Seaton's play will focus on African American students at a Midwestern university during the civil rights movement of the 1960s. It will be jointly sponsored by the MSU College of Law, James Madison College, and the MSU Department of Theatre. The Black Law Students Association and other student groups will help facilitate the project. The follow-up symposium, which will be open to the entire University community, will examine the treatment of moral and legal issues in Seaton's plays and other dramatic works.
The MSU Law Writer in Residence Program is coordinated by University-wide Professor Nicholas Mercuro, who teaches Law and Economics and manages art-related projects at the Law College. The residency is an outgrowth of a series of art exhibitions Mercuro has helped acquire for display at MSU Law over the past nine years, all touching on themes involving law and justice.
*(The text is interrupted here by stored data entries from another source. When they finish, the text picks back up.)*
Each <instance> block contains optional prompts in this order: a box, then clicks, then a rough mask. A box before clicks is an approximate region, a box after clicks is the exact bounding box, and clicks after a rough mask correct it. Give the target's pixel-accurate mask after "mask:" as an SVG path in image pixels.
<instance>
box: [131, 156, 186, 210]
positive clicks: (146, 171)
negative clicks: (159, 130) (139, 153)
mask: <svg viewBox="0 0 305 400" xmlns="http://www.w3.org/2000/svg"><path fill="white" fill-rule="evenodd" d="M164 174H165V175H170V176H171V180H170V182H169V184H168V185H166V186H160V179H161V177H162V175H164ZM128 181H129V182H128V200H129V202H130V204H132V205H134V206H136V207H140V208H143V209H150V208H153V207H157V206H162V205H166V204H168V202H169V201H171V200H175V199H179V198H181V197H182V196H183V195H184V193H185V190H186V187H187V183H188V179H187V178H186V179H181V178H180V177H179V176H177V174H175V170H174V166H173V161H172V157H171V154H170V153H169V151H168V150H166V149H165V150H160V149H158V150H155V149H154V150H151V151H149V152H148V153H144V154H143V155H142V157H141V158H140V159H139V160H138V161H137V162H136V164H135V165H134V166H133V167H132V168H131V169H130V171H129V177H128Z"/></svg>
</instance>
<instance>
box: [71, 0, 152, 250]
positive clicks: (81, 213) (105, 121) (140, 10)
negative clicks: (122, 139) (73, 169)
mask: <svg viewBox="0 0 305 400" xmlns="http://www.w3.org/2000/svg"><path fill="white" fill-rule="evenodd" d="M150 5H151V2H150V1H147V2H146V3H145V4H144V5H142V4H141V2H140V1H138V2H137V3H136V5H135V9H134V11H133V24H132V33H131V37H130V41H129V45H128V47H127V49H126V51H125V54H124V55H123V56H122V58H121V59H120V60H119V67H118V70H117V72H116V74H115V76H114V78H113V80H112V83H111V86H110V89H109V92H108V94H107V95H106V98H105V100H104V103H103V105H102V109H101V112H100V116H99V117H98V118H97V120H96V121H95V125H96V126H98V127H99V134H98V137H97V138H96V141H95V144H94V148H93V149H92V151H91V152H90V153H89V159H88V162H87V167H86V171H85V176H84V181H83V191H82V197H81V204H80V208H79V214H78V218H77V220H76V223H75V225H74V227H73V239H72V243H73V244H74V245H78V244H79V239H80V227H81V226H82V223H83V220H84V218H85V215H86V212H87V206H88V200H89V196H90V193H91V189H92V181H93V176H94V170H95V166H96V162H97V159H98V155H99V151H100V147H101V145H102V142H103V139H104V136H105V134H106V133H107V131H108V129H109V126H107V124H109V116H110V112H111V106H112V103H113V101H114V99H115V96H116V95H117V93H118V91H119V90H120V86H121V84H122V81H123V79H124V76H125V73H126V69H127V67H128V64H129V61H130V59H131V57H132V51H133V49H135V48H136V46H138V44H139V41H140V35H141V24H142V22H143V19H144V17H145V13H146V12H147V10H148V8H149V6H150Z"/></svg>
Professor Mercuro will administer the Michigan Humanities Council grant.
"We are honored to receive this Michigan Humanities Council grant to help support the activities of our first writer in residence," Mercuro said. "The Council's financial support will be a great boost in our efforts to present Sandra Seaton's work as a unique lens through which the MSU Law community can consider legal issues and engage in the arts."
The Michigan Humanities Council, whose goal is to connect people and communities by fostering and creating quality cultural programs, is the state's affiliate of the National Endowment for the Humanities.